両者は昨年技術契約を提携。共同でモータースポーツ用途のシミュレーション製品の拡張および開発作業を進めている。

ファクトリーに置かれているのは、アドバンスト・ビークル・ドライビング・シミュレーター(aVDS)と呼ばれる革新的シミュレーターだ。これは高性能モーション・プラットフォームと高仕様のオーディオ及びビジュアルハードウェアを備えたもので、240度のスクリーンと相まって圧倒的な没入感を提供する。

「rFpro」と呼ばれる専用のシミュレーション・ソフトウェアは、正確かつリアルなグラフィックをタイムラグなく生成しながら、高解像度映像をリアルタイムで投影する。
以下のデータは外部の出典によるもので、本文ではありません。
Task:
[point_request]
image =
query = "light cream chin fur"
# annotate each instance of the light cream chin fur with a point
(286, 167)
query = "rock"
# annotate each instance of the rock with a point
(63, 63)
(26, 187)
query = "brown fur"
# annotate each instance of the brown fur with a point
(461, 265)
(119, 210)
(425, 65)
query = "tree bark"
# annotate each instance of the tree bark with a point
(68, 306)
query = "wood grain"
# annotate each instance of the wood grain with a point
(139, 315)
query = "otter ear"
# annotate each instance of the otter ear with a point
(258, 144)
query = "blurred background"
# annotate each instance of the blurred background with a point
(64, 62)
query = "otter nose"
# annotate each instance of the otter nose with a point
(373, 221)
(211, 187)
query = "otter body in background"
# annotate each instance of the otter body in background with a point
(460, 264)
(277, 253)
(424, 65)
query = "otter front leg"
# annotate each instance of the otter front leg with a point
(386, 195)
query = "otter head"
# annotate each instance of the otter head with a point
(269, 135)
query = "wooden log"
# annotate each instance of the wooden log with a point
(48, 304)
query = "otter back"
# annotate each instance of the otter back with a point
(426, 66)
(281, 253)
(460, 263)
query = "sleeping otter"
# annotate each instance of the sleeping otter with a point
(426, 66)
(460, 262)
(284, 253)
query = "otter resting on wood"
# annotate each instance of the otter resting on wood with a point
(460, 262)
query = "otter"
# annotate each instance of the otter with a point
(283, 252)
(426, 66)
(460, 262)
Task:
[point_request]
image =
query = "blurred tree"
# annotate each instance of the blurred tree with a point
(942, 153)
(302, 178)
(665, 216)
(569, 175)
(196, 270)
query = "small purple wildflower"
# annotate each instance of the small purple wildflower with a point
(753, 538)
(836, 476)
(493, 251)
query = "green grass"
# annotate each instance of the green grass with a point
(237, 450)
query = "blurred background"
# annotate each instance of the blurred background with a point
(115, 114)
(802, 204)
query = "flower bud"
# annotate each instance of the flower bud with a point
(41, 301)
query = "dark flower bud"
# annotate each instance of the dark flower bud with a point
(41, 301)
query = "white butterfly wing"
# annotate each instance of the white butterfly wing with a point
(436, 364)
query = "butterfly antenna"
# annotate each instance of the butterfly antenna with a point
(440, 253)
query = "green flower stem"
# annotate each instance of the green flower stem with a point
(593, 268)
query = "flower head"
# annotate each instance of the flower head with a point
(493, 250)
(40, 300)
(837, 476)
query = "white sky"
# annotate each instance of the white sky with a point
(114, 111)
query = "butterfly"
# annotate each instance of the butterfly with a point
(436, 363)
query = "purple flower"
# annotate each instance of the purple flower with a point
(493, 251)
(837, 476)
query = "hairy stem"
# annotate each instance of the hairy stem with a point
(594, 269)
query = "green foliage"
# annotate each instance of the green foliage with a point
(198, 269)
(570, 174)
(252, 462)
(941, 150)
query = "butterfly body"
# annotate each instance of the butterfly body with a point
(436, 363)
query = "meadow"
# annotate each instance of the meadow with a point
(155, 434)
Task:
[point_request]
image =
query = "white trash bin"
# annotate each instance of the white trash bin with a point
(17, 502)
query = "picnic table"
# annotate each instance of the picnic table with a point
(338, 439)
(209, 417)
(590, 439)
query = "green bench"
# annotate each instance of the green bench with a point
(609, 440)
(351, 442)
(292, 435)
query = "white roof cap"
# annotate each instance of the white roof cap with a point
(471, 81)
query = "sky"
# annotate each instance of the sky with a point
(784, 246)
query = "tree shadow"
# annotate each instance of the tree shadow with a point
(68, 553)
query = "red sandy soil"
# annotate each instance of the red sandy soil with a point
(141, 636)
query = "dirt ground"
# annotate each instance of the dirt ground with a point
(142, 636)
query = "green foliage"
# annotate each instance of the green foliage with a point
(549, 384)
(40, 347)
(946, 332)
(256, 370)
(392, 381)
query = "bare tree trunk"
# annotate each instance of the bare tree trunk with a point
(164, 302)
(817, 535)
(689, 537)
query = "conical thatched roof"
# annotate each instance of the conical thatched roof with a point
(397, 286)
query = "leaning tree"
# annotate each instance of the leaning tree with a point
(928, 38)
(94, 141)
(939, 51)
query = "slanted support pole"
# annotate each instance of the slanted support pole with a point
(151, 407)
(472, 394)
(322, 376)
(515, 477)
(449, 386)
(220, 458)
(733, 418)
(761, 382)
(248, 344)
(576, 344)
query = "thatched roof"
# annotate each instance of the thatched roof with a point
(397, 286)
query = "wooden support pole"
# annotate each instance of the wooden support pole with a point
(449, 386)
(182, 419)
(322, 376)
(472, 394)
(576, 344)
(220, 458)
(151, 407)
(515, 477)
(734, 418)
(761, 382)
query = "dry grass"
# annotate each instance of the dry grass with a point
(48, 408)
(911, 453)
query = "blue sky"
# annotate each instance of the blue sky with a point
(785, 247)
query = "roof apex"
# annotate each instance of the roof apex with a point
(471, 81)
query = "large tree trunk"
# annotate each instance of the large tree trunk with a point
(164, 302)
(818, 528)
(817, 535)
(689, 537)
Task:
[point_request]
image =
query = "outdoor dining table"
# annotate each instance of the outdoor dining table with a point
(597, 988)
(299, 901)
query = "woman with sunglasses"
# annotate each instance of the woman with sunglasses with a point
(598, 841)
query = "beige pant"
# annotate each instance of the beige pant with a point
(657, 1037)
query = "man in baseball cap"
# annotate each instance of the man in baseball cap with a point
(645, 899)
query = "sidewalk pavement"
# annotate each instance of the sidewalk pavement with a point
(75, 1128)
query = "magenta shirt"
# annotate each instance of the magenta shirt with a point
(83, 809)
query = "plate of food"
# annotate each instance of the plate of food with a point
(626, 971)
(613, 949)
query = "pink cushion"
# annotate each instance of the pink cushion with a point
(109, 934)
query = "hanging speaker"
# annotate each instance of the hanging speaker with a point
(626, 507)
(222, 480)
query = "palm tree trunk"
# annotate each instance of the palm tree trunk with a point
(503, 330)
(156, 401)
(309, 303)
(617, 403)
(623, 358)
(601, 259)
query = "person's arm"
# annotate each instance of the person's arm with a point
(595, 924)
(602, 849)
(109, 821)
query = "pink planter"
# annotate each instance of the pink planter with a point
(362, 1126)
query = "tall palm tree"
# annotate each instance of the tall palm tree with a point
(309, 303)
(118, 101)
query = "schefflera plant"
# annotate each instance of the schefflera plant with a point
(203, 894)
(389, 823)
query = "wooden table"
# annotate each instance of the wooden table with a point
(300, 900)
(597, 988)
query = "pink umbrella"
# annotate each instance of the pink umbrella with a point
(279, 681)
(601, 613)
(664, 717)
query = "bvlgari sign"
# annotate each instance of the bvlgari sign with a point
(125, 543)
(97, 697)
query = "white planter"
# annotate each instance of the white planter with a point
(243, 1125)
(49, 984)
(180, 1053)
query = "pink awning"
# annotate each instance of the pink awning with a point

路面のパンプはもちろん、ブレーキングやコーナリング中のローリングやピッチング、天候や映り込みなど、あらゆる条件を正確に再現する事が可能だとされる。

それだけではない。この新世代シミュレーターはGフォースすら再現する事ができる。ただし、かつて次期F1ワールドチャンピオン候補筆頭に数えられていた35歳のポーランド人ドライバーは「必要なのは、自分の体や脳がシミュレーターから受ける感覚を、できるだけ現実に近づける事にある」と強調する。

シミュレーターが重要視されるのはチームに限ったことではない。

F1はスポーティング・レギュレーションを検討するための仮想テスト環境を持っており、セーフティーカー明けのリスタートに関する手順の改善や、導入が検討されているリバースグリッド式の予選スプリントレースなどの新たなフォーマットの是非について、専用シミュレーターを用いた検証作業を計画している他、人工知能によるレースシナリオのシミュレーションに取り組むなど、仮想環境に注力している。

F1は年間のレース開催数増加を目指しているが、そのためには各週末のフォーマットを変更してチーム側の負担を減らす必要がある。そのための対策の1つとして、金曜日のイベントを廃止して、1つのグランプリを土日の2日間のみへと変更する事が検討されているが、そうなった場合、予選と決勝に向けたプラクティスが削減されるため、持ち込みセットアップの精度が要求される事となり、シミュレーターの重要性が更に高まる事になる。